As a data analytics organization, naturally we utilize techniques for visualizing the survey results. First, let’s see the most detailed information at the individual level – which was our initial motivation for creating this peer feedback system. Each solid blue/red line represents one question, and the dashed line is the overall trend over the four months:
Here's a deep dive into the question results for each individual:
Now let’s move to a bit higher level to see the full picture of each team and its team members:
The above "heat map" reveals a lot of information. For example:
- Different teams have different characteristics. The members of Team 12 evaluate each other similarly and tend to measure high on the scale, indicating good teamwork sentiment. Team 10, on the other hand, might still be in an earlier forming/storming stage. Team 11 has high scores for the majority; but notice there's one problematic team member whom the rest of the team give lower evaluations.
- Different teams have different teamwork challenges. Team 10 has lower scores (bigger issues) on Q4 (Continuous Improvement) and Q6 (Energizing), while Team 11 may need to improve on Q5 (Role Sharing).
Next, let’s go to an even higher level to see how teams are doing. The following graph shows the average score per team per question, sorted by the average score per team in descending order:
The above graph indicates the overall sentiment among the team members toward each other. A lower average score (lighter green) may indicate lower satisfaction among the team peers.

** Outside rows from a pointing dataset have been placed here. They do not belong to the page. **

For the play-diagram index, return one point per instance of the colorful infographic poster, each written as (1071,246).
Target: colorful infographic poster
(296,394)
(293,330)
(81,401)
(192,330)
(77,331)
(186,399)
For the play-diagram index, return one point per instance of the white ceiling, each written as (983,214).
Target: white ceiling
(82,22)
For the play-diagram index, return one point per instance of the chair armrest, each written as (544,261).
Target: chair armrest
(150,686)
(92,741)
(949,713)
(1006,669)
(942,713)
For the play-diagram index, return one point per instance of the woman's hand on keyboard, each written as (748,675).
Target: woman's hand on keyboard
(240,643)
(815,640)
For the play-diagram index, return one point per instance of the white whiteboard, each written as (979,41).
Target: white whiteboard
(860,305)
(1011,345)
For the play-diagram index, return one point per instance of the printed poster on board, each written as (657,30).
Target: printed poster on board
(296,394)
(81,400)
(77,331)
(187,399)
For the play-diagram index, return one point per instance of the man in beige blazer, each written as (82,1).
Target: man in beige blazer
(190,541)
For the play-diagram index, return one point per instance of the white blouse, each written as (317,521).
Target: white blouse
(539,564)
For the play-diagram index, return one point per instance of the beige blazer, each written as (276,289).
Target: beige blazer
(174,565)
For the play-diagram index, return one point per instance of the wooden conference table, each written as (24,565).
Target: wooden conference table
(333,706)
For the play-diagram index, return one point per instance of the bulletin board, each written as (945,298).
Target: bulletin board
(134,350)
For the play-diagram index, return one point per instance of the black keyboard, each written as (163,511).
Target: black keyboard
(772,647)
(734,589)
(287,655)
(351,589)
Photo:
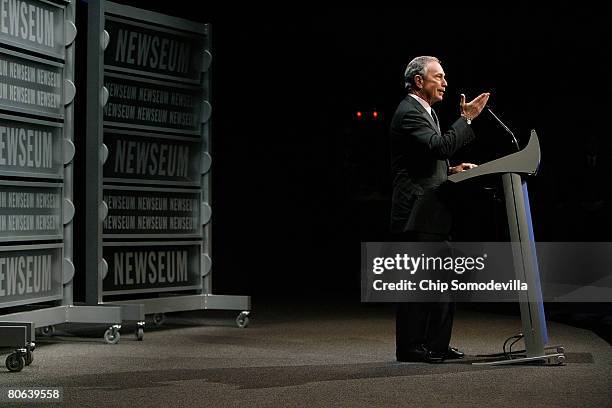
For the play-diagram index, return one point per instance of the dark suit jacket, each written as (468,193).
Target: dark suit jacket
(419,154)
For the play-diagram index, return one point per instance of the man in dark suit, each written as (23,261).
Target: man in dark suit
(419,162)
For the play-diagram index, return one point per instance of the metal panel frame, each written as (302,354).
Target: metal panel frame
(175,302)
(65,11)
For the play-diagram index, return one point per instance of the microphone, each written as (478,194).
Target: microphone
(505,127)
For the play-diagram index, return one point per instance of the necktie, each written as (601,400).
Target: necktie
(435,117)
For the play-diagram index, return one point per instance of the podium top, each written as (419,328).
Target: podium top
(525,161)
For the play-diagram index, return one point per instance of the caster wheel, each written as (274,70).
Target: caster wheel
(28,357)
(242,320)
(111,336)
(159,319)
(14,362)
(48,331)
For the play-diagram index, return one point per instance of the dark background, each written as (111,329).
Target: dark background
(298,181)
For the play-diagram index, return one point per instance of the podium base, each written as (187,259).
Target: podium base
(557,358)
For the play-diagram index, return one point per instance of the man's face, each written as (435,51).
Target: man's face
(433,83)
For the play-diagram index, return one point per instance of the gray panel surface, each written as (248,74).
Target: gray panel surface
(140,157)
(142,267)
(33,25)
(153,51)
(30,211)
(30,274)
(152,105)
(29,85)
(31,148)
(143,211)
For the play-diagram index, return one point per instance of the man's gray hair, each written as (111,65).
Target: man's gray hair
(417,66)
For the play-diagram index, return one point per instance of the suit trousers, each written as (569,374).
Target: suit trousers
(427,324)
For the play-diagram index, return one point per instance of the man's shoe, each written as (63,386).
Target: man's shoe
(434,357)
(420,354)
(454,353)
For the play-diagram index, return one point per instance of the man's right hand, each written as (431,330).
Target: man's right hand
(472,109)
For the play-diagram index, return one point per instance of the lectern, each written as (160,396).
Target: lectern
(513,168)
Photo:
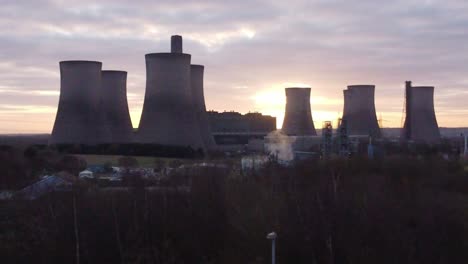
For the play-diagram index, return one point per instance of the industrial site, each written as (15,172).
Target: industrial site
(93,110)
(191,185)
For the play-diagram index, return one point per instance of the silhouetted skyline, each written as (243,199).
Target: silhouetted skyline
(252,50)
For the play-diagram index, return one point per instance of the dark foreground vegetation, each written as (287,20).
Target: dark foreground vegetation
(400,210)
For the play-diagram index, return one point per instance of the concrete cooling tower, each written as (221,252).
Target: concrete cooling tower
(359,111)
(298,116)
(115,106)
(168,116)
(199,105)
(79,119)
(420,122)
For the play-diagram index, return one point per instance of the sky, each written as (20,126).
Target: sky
(251,50)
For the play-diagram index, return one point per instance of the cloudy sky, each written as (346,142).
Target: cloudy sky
(252,49)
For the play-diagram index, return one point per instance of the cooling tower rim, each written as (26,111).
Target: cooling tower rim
(167,55)
(114,72)
(297,88)
(80,62)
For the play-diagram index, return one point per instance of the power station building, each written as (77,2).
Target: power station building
(80,119)
(359,111)
(420,121)
(298,116)
(233,128)
(115,106)
(169,116)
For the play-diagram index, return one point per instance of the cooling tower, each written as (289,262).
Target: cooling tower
(359,110)
(298,116)
(168,116)
(199,105)
(420,121)
(115,106)
(79,119)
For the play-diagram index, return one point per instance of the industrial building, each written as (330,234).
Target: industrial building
(359,111)
(115,106)
(169,116)
(196,75)
(79,118)
(233,128)
(298,116)
(420,119)
(93,109)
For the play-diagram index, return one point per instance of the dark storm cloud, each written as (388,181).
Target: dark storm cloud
(250,44)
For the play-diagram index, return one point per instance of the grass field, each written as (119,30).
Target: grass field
(113,160)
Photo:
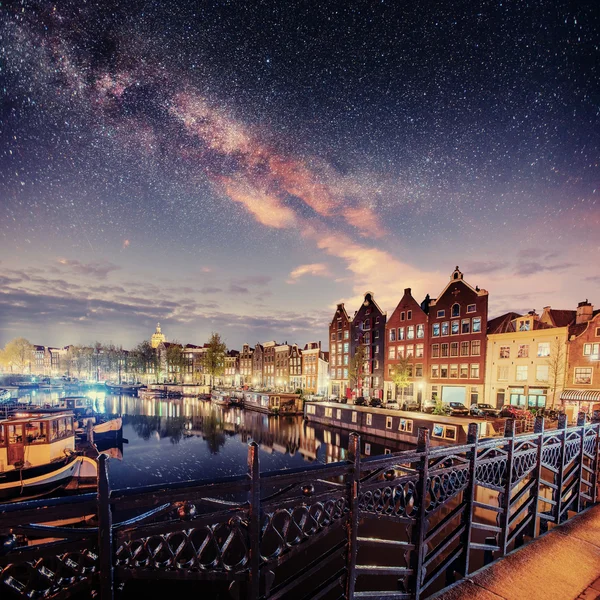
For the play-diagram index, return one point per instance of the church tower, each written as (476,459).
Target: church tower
(157,337)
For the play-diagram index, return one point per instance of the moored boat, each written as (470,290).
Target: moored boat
(37,455)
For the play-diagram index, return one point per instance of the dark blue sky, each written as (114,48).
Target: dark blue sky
(243,167)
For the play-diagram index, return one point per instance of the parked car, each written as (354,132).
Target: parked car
(457,409)
(410,405)
(429,405)
(512,412)
(484,410)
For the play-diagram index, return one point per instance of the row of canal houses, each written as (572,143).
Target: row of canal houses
(451,351)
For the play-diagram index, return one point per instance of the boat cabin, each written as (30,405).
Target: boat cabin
(35,439)
(273,402)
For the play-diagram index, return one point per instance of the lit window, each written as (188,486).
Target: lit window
(521,373)
(543,349)
(583,376)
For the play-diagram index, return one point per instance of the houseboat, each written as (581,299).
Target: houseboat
(123,388)
(37,455)
(398,425)
(274,403)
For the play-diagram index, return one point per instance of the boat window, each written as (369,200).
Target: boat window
(36,432)
(15,435)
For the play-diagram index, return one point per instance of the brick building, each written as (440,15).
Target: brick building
(368,330)
(406,340)
(582,385)
(339,353)
(246,367)
(457,342)
(257,366)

This final graph shows the score standard deviation per team per question, sorted by the grand total of the score standard deviation per team in descending order:
This graph is an indication of the variation in how team members evaluated each other. Higher variation (darker red) means the evaluation numbers that team members gave to a question were more variable; this variability may indicate the existence of outliers, or of specific issues between specific team members.
Companies want to benefit from Scrum's focus on highly effective teams. But companies also need visibility into the performance of each team member. In true Agile fashion, eBay's APD team in China has incrementally developed a peer feedback system that sheds light on both team and individual strengths and weaknesses. As a result, problems can be pinpointed and addressed more accurately and quickly.